Aikido ist keine Monokultur
Inga Knickrehm (Harburg), Niels Kummerfeldt (Harburg), Steffen Ravn Mortensen (Fredericia/DK) und Jörg Wellpott (Wilhelmshaven) zeigten Techniken und Aspekte des Tendoryu Aikido, die ihnen besonders am Herzen lagen. Ein Highlight, besonders für die Kids, waren sicherlich die „5 Apes of Aikido“ von Stef sowie seine Beispiele zum Thema „den Fokus behalten“.
Gut, dass wir nach dem Mittagessen 2 Stunden Pause eingeplant hatten. So konnte man die Zeit nutzen, um etwas Schlaf nachzuholen, einen Spaziergang am nahegelegenen Strand zu machen, oder die am
Vormittag gelernten Dinge noch etwas sacken zu lassen und dann mit neuem Schwung die beiden Nachmittagseinheiten mitzumachen.

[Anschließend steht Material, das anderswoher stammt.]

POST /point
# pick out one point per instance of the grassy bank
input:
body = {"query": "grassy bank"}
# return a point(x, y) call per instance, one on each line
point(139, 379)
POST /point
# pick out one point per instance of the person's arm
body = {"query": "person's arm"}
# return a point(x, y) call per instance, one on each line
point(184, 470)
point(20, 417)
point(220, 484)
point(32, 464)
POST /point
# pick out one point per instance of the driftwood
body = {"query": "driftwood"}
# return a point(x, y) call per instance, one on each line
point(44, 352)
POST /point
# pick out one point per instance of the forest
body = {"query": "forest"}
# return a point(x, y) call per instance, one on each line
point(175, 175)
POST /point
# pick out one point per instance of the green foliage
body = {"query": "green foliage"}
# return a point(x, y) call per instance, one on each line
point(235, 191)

Gerade an diesem Tag zeigte sich, wie vielfältig Tendoryu Aikido sein kann. Von den Teilnehmern war Aufmerksamkeit gefragt und die Fähigkeit, sich auf Neues einzulassen. Erst wenn man seine Komfortzone verlässt, kann man sich weiter entwickeln. Nur, wenn man eine Technik von ganzem Herzen ausführt und wirklich von Anfang bis Ende dabei bleibt, kann man sie mit Leben füllen. Dabei sollte die Aufmerksamkeit auf den Moment gerichtet bleiben (mir passiert es auch immer wieder, dass ich mich von
irgendetwas ablenken lasse, oder bereits an den nächsten Schritt „denke“…).
In der Gegenwart bleiben
Das schätze ich beim Aikido besonders: Hier kann ich üben, wirklich nur „in der Gegenwart“ zu sein und tatsächlich nur eine Sache zu tun — mit Kopf und Herz. Erstaunlich sind dann die Momente, in denen eine Technik quasi von selbst passiert, ohne bewusstes oder gewolltes Eingreifen oder Steuern. Dann wird Aikido plötzlich „leicht“ (im Sinne von Gewicht, nicht im Sinne von Schwierigkeit) und lebendig.
Am Samstagabend wird traditionell gegrillt, so auch in diesem Jahr. Trotz Temperaturen, die dem April sicher zur Ehre gereicht hätten und ein paar Regentropfen, machten wir es uns rund um den Grill und später noch am Lagerfeuer bequem. Gitarren wurden ausgepackt und einige Teilnehmer gaben Lieder zum Besten. Einige hatten sogar ein extra für Schönhagen vorbereitetes Liederbuch dabei. Leider trieb eine heftige Schauerbö uns gegen 23:30h wieder nach drinnen, wo wir eine halbe Stunde später noch etwas zu feiern hatten. Niels und Carsten (10) hatten Geburtstag. So konnten wir den Abend bei Torte und verschiedenen Getränken ausklingen lassen. So spät wie am Abend vorher wurde es allerdings nicht.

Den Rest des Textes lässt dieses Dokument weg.